Web hosting - a mug's game

It is with great regret that I must inform you that will cease trading at the end of this year. This has been a difficult decision to make, but for various reasons it is not practical to continue.
Me, In An Email To My Customers, Early November 2007

I wrote this in an email to my customers last weekend. After 10 years of running a web hosting service as “a hobby” I’ve decided that it’s no longer practical to continue with it. I’ve had several customers reply wanting to know why, most also saying that they were very happy with the service which is always nice to hear. I can’t go into some of the reasons yet – I’ll post those when I am able to – but hopefully the following will go some way to explaining my decision.

The current mail server was provisioned in early December 2006. For a while it was more than adequate for the load, but recently it’s been showing signs of a breakdown. The share of emails being blocked as spam has been steadily increasing over the past nine months or so until it hit a ratio of roughly 10:1 spam to real email.

Annoyingly I saw this coming a while ago and ordered a new server, but that didn’t go as smoothly as I’d hoped.

Shortly after the server, called Dogbert for fairly boring reasons, was provisioned I had reason to reboot it.
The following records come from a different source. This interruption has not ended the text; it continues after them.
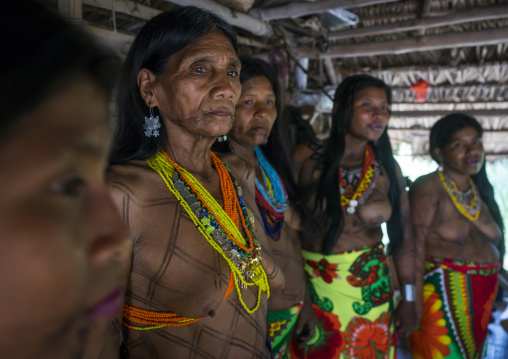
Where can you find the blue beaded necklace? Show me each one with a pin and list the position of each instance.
(276, 195)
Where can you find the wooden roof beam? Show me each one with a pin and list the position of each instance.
(427, 130)
(293, 10)
(235, 18)
(439, 113)
(477, 14)
(425, 43)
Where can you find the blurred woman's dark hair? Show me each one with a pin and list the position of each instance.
(41, 54)
(440, 135)
(327, 207)
(160, 38)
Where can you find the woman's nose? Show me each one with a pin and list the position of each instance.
(223, 86)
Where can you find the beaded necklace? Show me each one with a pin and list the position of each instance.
(272, 201)
(220, 226)
(350, 199)
(470, 209)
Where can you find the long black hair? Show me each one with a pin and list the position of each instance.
(160, 38)
(274, 150)
(440, 135)
(42, 53)
(327, 190)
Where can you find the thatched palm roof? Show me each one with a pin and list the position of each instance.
(458, 47)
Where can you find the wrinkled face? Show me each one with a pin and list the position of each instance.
(255, 112)
(62, 244)
(200, 87)
(370, 114)
(464, 153)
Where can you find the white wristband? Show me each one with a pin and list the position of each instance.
(409, 292)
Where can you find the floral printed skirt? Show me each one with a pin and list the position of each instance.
(280, 329)
(352, 297)
(457, 306)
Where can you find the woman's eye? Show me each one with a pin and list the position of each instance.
(70, 187)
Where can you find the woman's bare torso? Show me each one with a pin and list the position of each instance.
(360, 229)
(452, 235)
(174, 269)
(287, 251)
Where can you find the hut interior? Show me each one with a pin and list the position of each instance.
(438, 56)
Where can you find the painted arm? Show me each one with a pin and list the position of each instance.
(404, 260)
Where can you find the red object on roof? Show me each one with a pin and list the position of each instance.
(420, 89)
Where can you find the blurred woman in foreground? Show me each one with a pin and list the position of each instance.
(354, 185)
(256, 139)
(198, 284)
(459, 236)
(63, 245)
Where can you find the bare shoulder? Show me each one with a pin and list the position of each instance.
(301, 154)
(306, 159)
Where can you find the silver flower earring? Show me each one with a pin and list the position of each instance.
(152, 125)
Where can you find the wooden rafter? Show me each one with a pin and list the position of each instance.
(476, 14)
(306, 8)
(438, 113)
(425, 43)
(71, 8)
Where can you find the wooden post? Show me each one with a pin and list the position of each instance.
(425, 43)
(71, 8)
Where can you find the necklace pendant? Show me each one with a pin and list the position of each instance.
(241, 284)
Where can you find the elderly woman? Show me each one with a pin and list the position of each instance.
(459, 236)
(256, 139)
(63, 246)
(354, 186)
(198, 283)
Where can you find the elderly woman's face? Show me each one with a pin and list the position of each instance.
(201, 86)
(370, 114)
(62, 246)
(255, 112)
(464, 153)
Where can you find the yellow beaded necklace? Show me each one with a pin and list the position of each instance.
(248, 274)
(470, 210)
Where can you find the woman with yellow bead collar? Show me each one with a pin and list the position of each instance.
(460, 244)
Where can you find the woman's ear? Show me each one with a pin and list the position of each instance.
(146, 82)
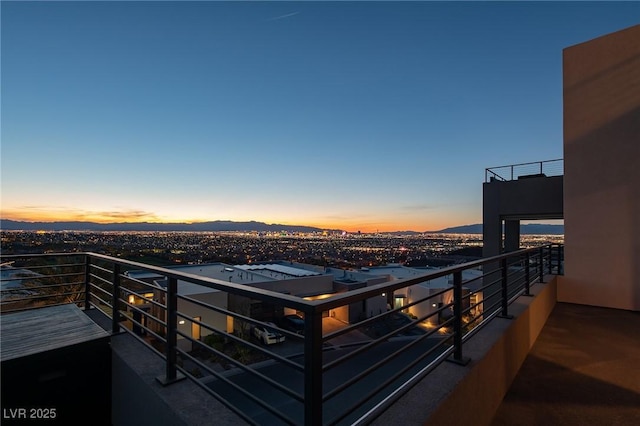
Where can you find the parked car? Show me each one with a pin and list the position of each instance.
(267, 334)
(293, 323)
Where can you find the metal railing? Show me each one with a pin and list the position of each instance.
(525, 170)
(315, 377)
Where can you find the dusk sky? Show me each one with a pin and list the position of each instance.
(360, 116)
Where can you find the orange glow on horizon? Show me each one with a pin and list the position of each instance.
(371, 226)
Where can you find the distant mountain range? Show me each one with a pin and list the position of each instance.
(227, 225)
(218, 225)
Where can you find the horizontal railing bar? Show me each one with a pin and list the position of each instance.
(253, 372)
(26, 308)
(371, 393)
(249, 395)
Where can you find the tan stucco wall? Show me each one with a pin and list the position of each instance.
(601, 80)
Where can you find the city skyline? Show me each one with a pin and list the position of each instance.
(357, 116)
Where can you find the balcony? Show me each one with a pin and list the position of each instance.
(330, 372)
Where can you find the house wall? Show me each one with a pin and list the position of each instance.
(601, 80)
(209, 316)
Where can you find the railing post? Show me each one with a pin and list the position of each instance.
(504, 293)
(87, 282)
(312, 368)
(171, 300)
(527, 275)
(115, 310)
(457, 320)
(541, 264)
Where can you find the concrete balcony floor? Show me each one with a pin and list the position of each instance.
(584, 368)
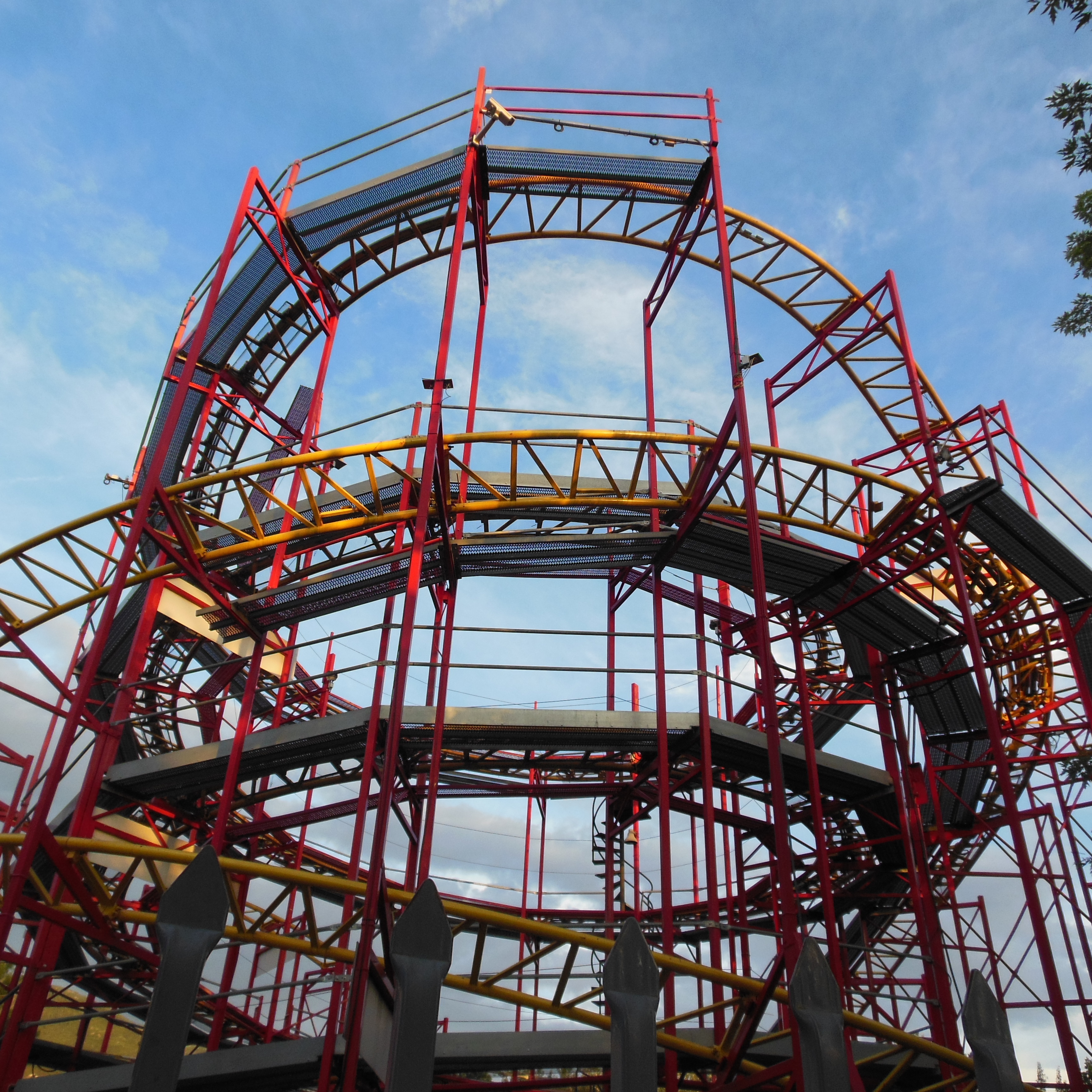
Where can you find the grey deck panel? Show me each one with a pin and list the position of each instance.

Unfortunately it did not come back up. After badgering the support desk for a while they admitted to me that their engineer had made a mistake when (s)he configured it, but don’t worry it’s all sorted now. Not a good sign.

A few weeks later, after installing my default software setup and moving my this blog and to it for testing purposes I got a text message from my monitoring systems telling me my site wasn’t responding. I immediately jumped on to the server to find out what was wrong.

It turned out that the HDD had automatically re-mounted itself as read-only. If you know anything about websites you’ll know this will cause some pretty major problems. In addition I found that /var/log/messages was now a binary file. To top it all off I found I couldn’t run the reboot command because that expects to be able to write to a few places.

I googled around for a while and finally found a way to reboot a CentOS machine without needing write access to the filesystem so I was able to reboot the system. When it came back up nothing seemed damaged. Even /var/log/messages was back to normal and didn’t seem to have lost any data. At this point I was very confused.

I told the host about this and they basically told me it was clearly a software problem. They apparently have lots of other servers running the same configuration as this one (SATA RAID 1 on CentOS 5) and they weren’t having any problems, so it must be something I’ve done. If you ask me this screamed out “driver issue”, but my opinion was ignored.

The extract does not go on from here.